Während einer Unternehmensfusion kann es passieren, dass Führungspositionen doppelt besetzt sind. "Das ist ein typischer Konflikt", erzählt die Kölner Mediatorin. Sie klärt mit den Parteien beispielsweise, wie sich jetzt Kompetenzen verändern, was es für einen betroffenen Manager bedeutet, plötzlich weniger Budget oder Mitarbeiter im Team zu haben oder neue Aufgaben zu übernehmen.

Irmtraud Wolf, Mediatorin
Irmtraud Wolf, Mediatorin

Beide Verfahren haben ihre Vorteile. Während Wolfs Methode den Beteiligten erlaubt, den Konflikt von Grund auf im Gespräch zu schildern, ist es in den USA in der Wirtschaftsmediation üblich, dass die Schlichter die Aktenlage kennen, da das Verfahren sonst zu teuer wird. Beide Seiten bräuchten anderenfalls mitunter Tage, um in Anwesenheit ihrer Anwälte ihre Sichtweise zu erläutern.

Eine Mediation durchläuft unterschiedliche Phasen. Der Schlichter erklärt anfangs den beiden Parteien die Spielregeln. Eine wichtige Voraussetzung ist die Freiwilligkeit. Sind die Kontrahenten mit dem Procedere einverstanden, schließen sie ein Arbeitsbündnis und unterzeichen einen Mediationsvertrag mit festen Regeln. Dazu gehört etwa die Vereinbarung von Fairness, Vertraulichkeit und Offenheit. Anschließend stellt jede Seite ihr Verständnis des Konflikts vor, der Mediator fasst das Gesagte nochmals zusammen, fragt nach, hält wichtige Punkte fest.

Entscheidend für das Ergebnis ist die dritte Phase. Jetzt kommt es darauf an, die Positionen beider Seiten zu hinterfragen, Interessen zu klären und die Motive hinter dem eigentlichen Streit zu finden. Entscheidend für den Erfolg ist ein umfassendes und differenziertes Interessenprofil. Die Kontrahenten näheren sich schrittweise an, sprechen idealerweise offen über ihre Motive, formulieren die gemeinsamen Interessen und richten den Blick von der Vergangenheit in die Zukunft.

In der vierten Phase geht es um Lösungsalternativen. Eine beliebte Methode ist hier die Brainstorming-Technik, die auf kreative Ideenfindung abzielt. "Was sich aus dieser Materialsammlung umsetzen lässt und welche Aspekte sinnvoll sind, entscheiden beide Seiten anschließend", so Ulla Gläßer, die von Berlin aus als Anwältin und Mediatorin arbeitet.

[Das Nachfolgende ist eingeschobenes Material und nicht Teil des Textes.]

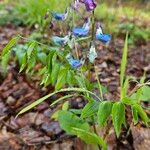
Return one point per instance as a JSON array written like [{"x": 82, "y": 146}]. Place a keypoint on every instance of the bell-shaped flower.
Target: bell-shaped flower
[
  {"x": 82, "y": 31},
  {"x": 60, "y": 16},
  {"x": 60, "y": 40},
  {"x": 75, "y": 63},
  {"x": 105, "y": 38},
  {"x": 89, "y": 4},
  {"x": 92, "y": 54}
]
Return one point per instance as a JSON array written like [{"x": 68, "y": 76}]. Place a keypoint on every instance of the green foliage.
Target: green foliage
[
  {"x": 118, "y": 116},
  {"x": 104, "y": 112},
  {"x": 90, "y": 138},
  {"x": 90, "y": 109},
  {"x": 68, "y": 121},
  {"x": 76, "y": 126},
  {"x": 138, "y": 111},
  {"x": 33, "y": 11},
  {"x": 123, "y": 65}
]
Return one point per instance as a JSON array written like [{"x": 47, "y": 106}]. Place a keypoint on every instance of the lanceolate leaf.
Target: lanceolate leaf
[
  {"x": 118, "y": 116},
  {"x": 68, "y": 121},
  {"x": 61, "y": 78},
  {"x": 104, "y": 112},
  {"x": 124, "y": 62},
  {"x": 141, "y": 113},
  {"x": 54, "y": 73},
  {"x": 90, "y": 138},
  {"x": 90, "y": 109},
  {"x": 8, "y": 47},
  {"x": 61, "y": 99},
  {"x": 39, "y": 101}
]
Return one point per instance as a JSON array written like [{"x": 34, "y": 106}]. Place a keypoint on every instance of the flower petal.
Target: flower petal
[{"x": 105, "y": 38}]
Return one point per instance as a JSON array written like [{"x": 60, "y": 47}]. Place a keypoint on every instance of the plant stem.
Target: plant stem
[
  {"x": 92, "y": 41},
  {"x": 99, "y": 84},
  {"x": 95, "y": 131}
]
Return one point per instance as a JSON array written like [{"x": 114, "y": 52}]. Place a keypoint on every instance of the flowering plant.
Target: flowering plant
[{"x": 64, "y": 63}]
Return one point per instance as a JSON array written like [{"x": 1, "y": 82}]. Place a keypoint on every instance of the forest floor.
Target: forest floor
[{"x": 35, "y": 129}]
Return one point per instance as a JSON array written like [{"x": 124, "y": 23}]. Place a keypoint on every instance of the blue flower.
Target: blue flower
[
  {"x": 92, "y": 54},
  {"x": 60, "y": 40},
  {"x": 75, "y": 63},
  {"x": 105, "y": 38},
  {"x": 82, "y": 31},
  {"x": 60, "y": 16}
]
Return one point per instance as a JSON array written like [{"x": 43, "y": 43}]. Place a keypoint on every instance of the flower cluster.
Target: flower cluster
[{"x": 81, "y": 31}]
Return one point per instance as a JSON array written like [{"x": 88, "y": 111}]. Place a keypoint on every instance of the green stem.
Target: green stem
[
  {"x": 95, "y": 131},
  {"x": 92, "y": 41},
  {"x": 99, "y": 84}
]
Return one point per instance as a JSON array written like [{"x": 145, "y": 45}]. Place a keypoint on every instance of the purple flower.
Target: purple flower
[
  {"x": 75, "y": 63},
  {"x": 105, "y": 38},
  {"x": 60, "y": 16},
  {"x": 89, "y": 4},
  {"x": 82, "y": 31},
  {"x": 60, "y": 40},
  {"x": 75, "y": 5},
  {"x": 92, "y": 55}
]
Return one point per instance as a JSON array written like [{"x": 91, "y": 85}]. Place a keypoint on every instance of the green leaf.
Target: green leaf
[
  {"x": 135, "y": 115},
  {"x": 61, "y": 99},
  {"x": 124, "y": 62},
  {"x": 42, "y": 57},
  {"x": 90, "y": 138},
  {"x": 141, "y": 113},
  {"x": 55, "y": 72},
  {"x": 65, "y": 106},
  {"x": 125, "y": 88},
  {"x": 128, "y": 101},
  {"x": 90, "y": 109},
  {"x": 118, "y": 116},
  {"x": 68, "y": 121},
  {"x": 61, "y": 78},
  {"x": 49, "y": 61},
  {"x": 24, "y": 62},
  {"x": 39, "y": 101},
  {"x": 145, "y": 93},
  {"x": 8, "y": 47},
  {"x": 104, "y": 112}
]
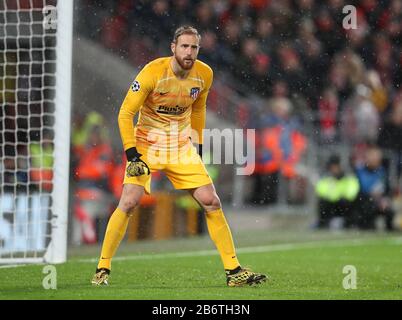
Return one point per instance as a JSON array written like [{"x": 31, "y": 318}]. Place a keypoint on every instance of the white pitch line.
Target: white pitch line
[
  {"x": 256, "y": 249},
  {"x": 11, "y": 265}
]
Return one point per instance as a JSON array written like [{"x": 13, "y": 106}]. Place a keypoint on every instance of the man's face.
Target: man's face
[{"x": 185, "y": 50}]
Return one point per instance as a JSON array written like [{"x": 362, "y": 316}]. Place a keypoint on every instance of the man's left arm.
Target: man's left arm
[{"x": 198, "y": 116}]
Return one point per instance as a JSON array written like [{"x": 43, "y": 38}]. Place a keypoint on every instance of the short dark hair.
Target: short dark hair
[{"x": 185, "y": 30}]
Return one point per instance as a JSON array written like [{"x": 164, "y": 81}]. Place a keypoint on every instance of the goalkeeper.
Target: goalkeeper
[{"x": 170, "y": 95}]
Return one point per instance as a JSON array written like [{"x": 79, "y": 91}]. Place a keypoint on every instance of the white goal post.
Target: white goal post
[{"x": 35, "y": 98}]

In den Vereinigten Staaten und Großbritannien hat sich die Methode des gütlichen Schlichtens bereits einen festen Platz erobert. Hierzulande wächst das Interesse erst langsam, aber stetig. Zahlreiche Ausbildungsmodelle vom Wochenendkurs bis zum Master-Studium entstehen. Schwerpunkte der Ausbildung und spätere Arbeitsfelder der Mediatoren bieten beispielsweise die Wirtschaft, IT-Branche, Politik, Umweltfragen oder Wissenschaft.